The statistic has an accurate way to tell who is right between K and S. With calculations for the time being thorough, you can determine with some precision what happens if we choose a group of one hundred patients (called sample hundred patients) not processed. These calculations lead to a result like this:


in 99% of cases, the average temperature in a sample of one hundred patients between hours x and y hours.


This is the most difficult concept of this post. The sentence means that if you take a lot, but many!, Groups of 100 patients, and each group, the average, in 99% of this average is between x and y . The beauty is not necessary to take really many hundreds of patients: the statistic calculates x and y from the media and the values \u200b\u200bof the dispersion are known. How do you calculate those values, is a question that we address in this post. Instead, we are interested in the conclusions to be drawn on by Krupp. Consider two possibilities.


  1. Suppose that the average found by prof. Krupp, 66 hours, is a smaller value of x . If the treatment of brandy and milk does not work, it would mean that the prof. Krupp would have found itself in front of a quell'1% of samples from patients with abnormal media. It 'hard to believe that one chooses a random sample and should take just one flawed, because in fact we do not believe, in this case it is concluded that the treatment has an effect that may be small, but detectable.

  2. Conversely, suppose the value of 66 hours is between x and y . This would mean that between samples "normal" of 100 untreated patients there are also many for whom the average duration of fever of 66 hours or less! So in this case the statistic gives up. It may be that care Krupp works, but it may be that the deviation from the average duration of 72 hours is simple randomness. In this case, we conclude that the experimental data is not significant, that is not a test. Warning: it is not proven the effectiveness of treatment, but its not even work!



conclusion. Here is some simplification was made. For example, when making medical or pharmacological experiments, it is usually a second sample (called control sample) with a traditional treatment or a placebo treatment. This is because it is a known effect, called placebo effect, for which a treatment with ineffective drugs (such as such as a sugar pill) may have therapeutic effects, due to psychological mechanisms. Then one has to say that any statistical method as it focuses on a certain effect (duration of fever), but is unable to clarify whether this effect was really positive consequences (who tells me that complications are not more frequent when the fever lasts less?)


I adopted the same principle as in some previous post, talking about tressette . And I must admit that I have a little 'made the fool. Meanwhile, when I wrote that the statistics say we are in the normal range, actually I should say that the statistic that says could be to normal, we are like the case 2) of those treated above.

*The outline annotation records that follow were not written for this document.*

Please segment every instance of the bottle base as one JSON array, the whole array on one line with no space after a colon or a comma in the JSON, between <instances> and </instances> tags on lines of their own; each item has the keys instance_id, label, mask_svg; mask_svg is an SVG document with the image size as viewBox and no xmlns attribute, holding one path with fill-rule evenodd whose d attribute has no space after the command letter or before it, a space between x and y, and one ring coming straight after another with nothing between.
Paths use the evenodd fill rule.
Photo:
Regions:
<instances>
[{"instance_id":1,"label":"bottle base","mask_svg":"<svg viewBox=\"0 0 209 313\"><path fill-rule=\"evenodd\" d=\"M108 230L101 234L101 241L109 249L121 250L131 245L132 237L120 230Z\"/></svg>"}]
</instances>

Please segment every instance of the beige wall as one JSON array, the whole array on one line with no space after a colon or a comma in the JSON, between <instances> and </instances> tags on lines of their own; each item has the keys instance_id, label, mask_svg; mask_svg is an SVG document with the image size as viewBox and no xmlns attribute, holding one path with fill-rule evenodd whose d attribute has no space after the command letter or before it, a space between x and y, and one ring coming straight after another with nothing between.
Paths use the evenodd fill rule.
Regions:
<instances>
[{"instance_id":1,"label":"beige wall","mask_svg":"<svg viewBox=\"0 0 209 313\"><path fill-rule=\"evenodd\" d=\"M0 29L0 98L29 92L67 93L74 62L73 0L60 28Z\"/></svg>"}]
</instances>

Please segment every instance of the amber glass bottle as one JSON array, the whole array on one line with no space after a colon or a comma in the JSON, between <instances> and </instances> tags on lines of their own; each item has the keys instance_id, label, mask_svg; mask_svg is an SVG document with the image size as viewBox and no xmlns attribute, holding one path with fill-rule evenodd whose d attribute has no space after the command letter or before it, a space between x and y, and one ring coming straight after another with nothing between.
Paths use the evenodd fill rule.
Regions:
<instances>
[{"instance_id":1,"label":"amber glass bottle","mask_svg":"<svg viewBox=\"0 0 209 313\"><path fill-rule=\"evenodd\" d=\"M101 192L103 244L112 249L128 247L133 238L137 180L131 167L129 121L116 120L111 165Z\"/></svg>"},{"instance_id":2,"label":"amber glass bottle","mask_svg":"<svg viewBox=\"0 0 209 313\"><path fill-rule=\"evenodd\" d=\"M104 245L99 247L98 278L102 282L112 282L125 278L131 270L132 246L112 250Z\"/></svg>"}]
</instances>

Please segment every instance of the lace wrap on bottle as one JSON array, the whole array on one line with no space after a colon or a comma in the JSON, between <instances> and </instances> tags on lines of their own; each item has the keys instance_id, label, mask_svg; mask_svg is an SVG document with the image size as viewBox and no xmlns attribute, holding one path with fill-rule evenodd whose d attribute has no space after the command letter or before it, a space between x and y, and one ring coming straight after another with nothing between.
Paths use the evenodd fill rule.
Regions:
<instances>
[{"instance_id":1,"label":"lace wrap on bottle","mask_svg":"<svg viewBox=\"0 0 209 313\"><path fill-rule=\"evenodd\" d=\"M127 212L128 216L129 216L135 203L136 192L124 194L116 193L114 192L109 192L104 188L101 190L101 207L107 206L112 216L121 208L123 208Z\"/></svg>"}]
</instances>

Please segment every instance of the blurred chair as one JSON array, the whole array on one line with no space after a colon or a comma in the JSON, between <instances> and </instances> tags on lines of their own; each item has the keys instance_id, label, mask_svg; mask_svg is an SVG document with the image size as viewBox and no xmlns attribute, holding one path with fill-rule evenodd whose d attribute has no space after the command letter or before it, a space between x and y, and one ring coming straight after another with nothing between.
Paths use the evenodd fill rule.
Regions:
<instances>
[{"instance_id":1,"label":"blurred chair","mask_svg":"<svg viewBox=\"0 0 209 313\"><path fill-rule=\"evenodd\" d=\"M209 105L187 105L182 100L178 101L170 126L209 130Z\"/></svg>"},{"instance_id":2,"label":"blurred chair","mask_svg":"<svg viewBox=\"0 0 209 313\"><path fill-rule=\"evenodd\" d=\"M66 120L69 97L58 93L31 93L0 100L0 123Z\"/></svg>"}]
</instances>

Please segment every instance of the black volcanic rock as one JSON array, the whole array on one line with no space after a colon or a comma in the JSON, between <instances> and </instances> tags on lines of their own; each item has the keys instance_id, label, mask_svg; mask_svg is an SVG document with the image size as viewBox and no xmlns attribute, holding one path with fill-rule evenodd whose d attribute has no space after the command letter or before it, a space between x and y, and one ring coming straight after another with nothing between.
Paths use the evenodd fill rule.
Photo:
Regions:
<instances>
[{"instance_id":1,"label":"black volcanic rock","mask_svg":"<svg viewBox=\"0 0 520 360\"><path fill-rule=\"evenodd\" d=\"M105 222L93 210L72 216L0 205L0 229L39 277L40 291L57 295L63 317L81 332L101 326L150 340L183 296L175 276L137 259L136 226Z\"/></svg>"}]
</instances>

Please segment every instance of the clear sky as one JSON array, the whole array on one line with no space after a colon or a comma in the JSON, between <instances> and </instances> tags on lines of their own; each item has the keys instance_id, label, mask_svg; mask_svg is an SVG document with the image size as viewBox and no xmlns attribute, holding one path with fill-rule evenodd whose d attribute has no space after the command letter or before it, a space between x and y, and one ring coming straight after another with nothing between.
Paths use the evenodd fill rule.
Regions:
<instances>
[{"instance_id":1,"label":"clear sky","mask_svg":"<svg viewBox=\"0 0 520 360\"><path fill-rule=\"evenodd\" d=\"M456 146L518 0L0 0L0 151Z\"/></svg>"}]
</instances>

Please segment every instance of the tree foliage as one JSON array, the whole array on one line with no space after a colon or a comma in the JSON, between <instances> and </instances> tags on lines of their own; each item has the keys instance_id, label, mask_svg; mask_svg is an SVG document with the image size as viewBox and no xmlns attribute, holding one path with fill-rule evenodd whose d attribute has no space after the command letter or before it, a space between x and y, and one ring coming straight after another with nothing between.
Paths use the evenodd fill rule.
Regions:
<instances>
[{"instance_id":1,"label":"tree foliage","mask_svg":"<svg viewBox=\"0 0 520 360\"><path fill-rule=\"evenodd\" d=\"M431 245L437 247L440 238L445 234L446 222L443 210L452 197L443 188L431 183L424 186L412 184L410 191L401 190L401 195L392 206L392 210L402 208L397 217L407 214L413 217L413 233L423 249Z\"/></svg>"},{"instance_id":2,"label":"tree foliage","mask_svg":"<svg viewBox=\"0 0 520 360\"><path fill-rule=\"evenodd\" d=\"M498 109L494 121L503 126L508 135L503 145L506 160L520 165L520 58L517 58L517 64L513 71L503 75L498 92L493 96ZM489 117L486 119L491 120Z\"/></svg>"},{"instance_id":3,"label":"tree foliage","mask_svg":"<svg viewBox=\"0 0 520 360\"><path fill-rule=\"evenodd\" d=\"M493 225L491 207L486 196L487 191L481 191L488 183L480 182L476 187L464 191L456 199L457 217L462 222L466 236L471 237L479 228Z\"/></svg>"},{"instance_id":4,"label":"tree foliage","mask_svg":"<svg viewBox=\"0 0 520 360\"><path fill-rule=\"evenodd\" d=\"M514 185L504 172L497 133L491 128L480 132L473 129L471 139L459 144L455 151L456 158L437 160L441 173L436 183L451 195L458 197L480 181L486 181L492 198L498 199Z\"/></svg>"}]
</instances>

In addition, the statistical analysis that I made about the average loads in one hand, because that is what we often complain. But the randomness is a much more complicated. Imagine a software that is random according to the developers, but to distribute loads three-player hands, always . The media is correct, but there seems to be a truly random distribution? I think not.


But an important thing to add. Laymen believe that whoever wrote the software for playing tressette GDM ( www.mygdm.com ) has also made itself some mechanism to create randomness. I have not seen the software, but I am sure it is not. The random number generation is implemented in any programming language, including, I do not know, that the creators of this site will be adopted. This generation is studied in heavy tomes by barbosa pounds of computer scientists, many years. All the technical characteristics of random generation have known (really called pseudorandom ) absolutely reliable. That is why, in my opinion, it is impossible that the GDM software distributes cards in a way different from what we recognize as random.


(End of first bet. If you are interested in their own accounts, there will be a second.)